Energiepflanzen für die Biogasproduktion nehmen mit 1,27 Millionen Hektar die größte Fläche innerhalb der nachwachsenden Rohstoffe ein. Hierbei dominiert Silomais mit zwei Dritteln der Fläche, gefolgt von Gras, Getreide und Zuckerrüben. Neue Energiekulturen spielen weiterhin eine marginale Rolle.

Raps für die Herstellung von Biodiesel und Pflanzenöl ist mit knapp 530.000 Hektar die zweitwichtigste Kultur. Im Biokraftstoffbereich war der Anbauumfang von Raps um etwa 70.000 Hektar leicht gestiegen. Dieser moderate Zuwachs könnte durch die seit zwei Jahren überdurchschnittlich fallenden Rapspreise beeinflusst worden sein, welche die Nachfrage stimulieren. Der Anbau für Bioethanol erreichte mit 168.000 Hektar annähernd das Vorjahresniveau.
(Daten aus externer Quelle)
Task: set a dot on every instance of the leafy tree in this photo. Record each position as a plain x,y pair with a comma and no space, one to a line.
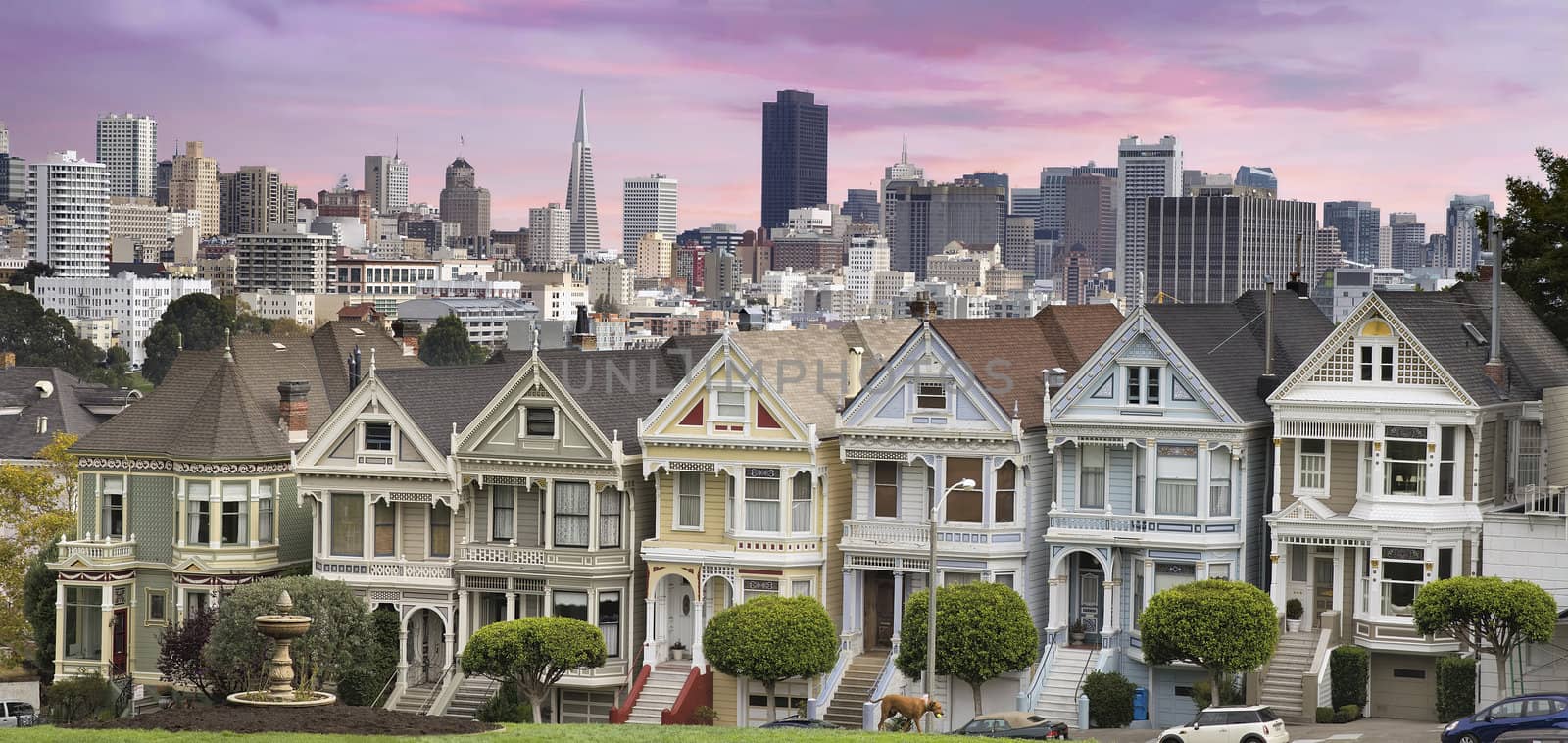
770,640
1223,625
1487,615
533,653
38,504
196,322
1536,230
447,345
982,630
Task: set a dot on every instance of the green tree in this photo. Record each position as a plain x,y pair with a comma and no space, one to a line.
982,630
447,345
770,640
1536,230
1487,615
533,653
1223,625
196,322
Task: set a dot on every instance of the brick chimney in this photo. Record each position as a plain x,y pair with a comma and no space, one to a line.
294,411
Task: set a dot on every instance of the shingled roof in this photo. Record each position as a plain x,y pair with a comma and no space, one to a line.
1010,355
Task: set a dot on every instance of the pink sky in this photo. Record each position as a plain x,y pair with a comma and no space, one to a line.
1396,102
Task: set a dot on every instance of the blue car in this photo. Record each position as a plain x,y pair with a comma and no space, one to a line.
1529,712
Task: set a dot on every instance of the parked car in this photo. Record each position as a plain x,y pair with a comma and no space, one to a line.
1529,712
18,716
1015,724
1230,724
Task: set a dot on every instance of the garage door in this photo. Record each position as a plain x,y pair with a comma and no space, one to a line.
1403,687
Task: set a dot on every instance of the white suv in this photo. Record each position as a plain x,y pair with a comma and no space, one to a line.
1230,724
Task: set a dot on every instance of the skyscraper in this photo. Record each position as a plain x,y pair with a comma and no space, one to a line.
794,156
648,206
386,183
580,199
1358,224
1465,238
193,185
68,215
127,144
1144,172
463,203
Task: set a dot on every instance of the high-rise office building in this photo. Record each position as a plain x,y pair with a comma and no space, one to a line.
386,183
794,156
463,201
1145,170
1465,238
127,144
1358,223
648,204
68,215
1212,248
193,185
580,196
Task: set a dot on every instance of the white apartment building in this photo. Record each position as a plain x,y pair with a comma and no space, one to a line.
648,206
133,303
68,215
127,144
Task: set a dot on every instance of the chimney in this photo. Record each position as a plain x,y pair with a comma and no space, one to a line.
294,411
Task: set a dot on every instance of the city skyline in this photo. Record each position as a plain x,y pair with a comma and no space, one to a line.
1337,120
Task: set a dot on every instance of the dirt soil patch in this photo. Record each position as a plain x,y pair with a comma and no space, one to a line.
325,719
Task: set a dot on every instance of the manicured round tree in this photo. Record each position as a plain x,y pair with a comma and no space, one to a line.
770,640
533,653
1487,615
982,630
1223,625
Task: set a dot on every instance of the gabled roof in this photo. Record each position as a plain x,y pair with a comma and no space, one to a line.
1010,355
1225,342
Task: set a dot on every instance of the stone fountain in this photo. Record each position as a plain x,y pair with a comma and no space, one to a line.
282,629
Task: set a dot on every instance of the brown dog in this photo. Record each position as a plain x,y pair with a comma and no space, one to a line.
911,708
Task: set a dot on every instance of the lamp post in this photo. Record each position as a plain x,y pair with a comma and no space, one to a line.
930,588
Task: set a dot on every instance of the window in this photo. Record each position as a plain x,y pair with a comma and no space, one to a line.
378,436
611,621
439,530
762,499
504,500
114,520
886,489
571,515
689,500
386,528
540,421
1311,466
800,505
1092,476
349,523
609,518
964,505
930,397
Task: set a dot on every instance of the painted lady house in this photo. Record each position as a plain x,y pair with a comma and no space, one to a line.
1162,476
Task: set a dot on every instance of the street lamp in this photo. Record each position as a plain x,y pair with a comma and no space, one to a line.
930,588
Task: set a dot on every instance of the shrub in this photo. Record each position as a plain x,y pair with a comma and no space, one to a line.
1109,700
1455,688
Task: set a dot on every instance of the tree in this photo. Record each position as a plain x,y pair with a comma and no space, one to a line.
1223,625
196,322
982,630
447,345
770,640
38,504
1536,230
1487,615
533,653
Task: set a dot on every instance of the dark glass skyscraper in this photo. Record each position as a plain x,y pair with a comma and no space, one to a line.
794,156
Stoffliche Nutzung und zukünftige Entwicklungen

Im Bereich der stofflichen Nutzung gab es keine wesentlichen Veränderungen. Rapsöl für technische Zwecke bleibt hier der bedeutendste Rohstoff, gefolgt von Industriestärke. Insgesamt hat sich der Anbau nachwachsender Rohstoffe in Deutschland auf einem hohen Niveau stabilisiert.

Die aktuelle EEG-Novelle wird voraussichtlich den Neubau von Biomasseverstromungsanlagen spürbar begrenzen. Wachstum könnte zukünftig unter anderem durch Repowering-Maßnahmen generiert werden. Im Biokraftstoffsektor bleibt abzuwarten, welche Auswirkungen die ab 2015 geltende Treibhausgasvermeidungsquote, die die bisherige Mengenquote ersetzt, auf den heimischen Anbau haben wird.